路上ライブを観ていた知世を追い返そうとしたのもヒロだったけれど、それはまだ幼かった知世を思いやってくれてのことだと、理解している。見えにくい優しさをくれるヒロのことが、知世は大好きだった。
今やミリオンヒットを送り出し、人気者になった彼らに自分のことを覚えてもらっていると自惚れたりはしないが、このリストバンドも、思い出も、知世にとっては掛け替えのない、大切な宝物だ。
知世はベッドに上がると、雑誌を開いてイヤホンをつける。
直接耳に響く、ヒロのハスキーな声。途中で止められなくなるから、寝る前は必ず一曲だけと決めていた。
――くだらねえと投げ出すより 明日が見えねえと怯えるより 弱い己をぶっ壊せ!
未来はそこだ 手を伸ばせば 必ず掴めるさ
Oh my Venus! 信じてくれ 輝くおまえの一番星に 俺がなってやるから――
知世の心臓に直接訴えかけてくるのこの曲は、五年間歌われ続けてきた一曲だ。シングルにもアルバムにもなっていないのだが、ライブでは必ず歌われる曲でもある。
これも路上で録音させてもらったもので、音も荒く雑音混じりで聴き取りにくいけど、知世が一番好きな曲なのだ。
道標はここにある。ヒロが描いた、未来に続く曲。

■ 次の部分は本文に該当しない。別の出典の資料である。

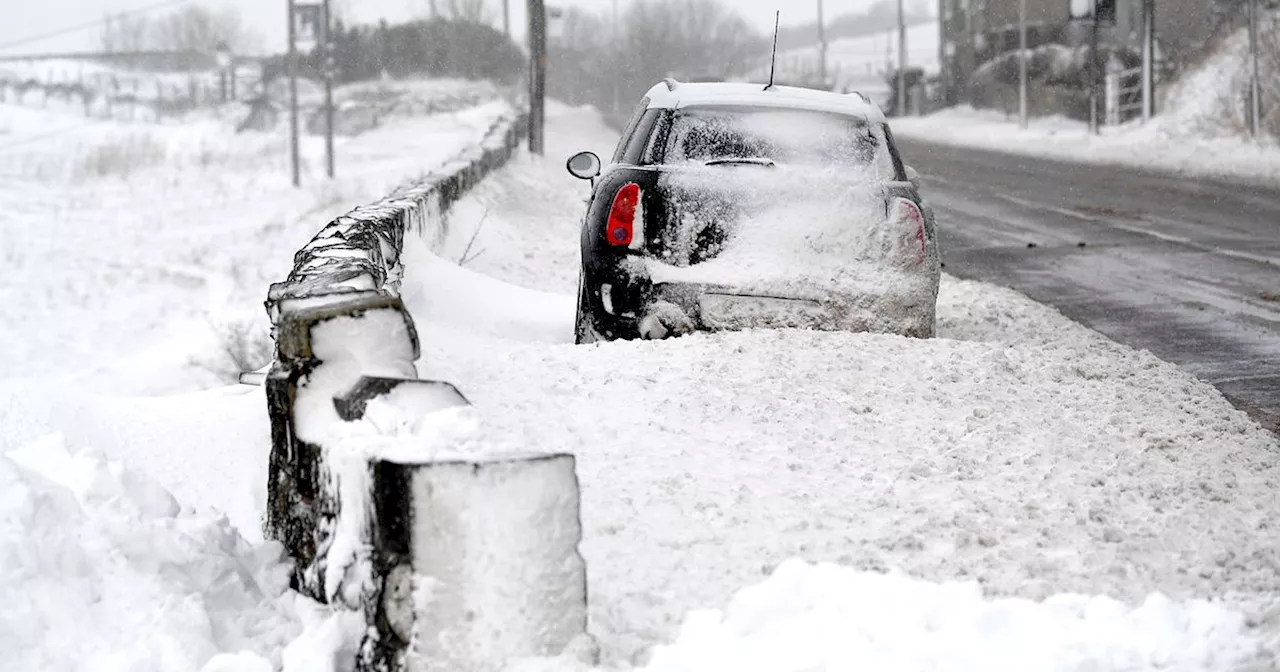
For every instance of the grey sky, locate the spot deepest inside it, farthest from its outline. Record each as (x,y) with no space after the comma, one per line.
(266,17)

何年もの間、知世を支え続けた曲だ。
「ヒロ……」
何度繰り返して聴いても、そのたび涙が溢れてきてしまうのはなぜだろう。知世は布団の中で小さく身を縮め、嗚咽を噛み殺した。
自分のための曲じゃないとわかっていても。自分はヴィーナスにはなれないとわかっていても。
それでも、今この瞬間は知世だけのものだ。だからこの歌も、知世のためだけに聴かせてくれているのだと、今だけは信じていたい。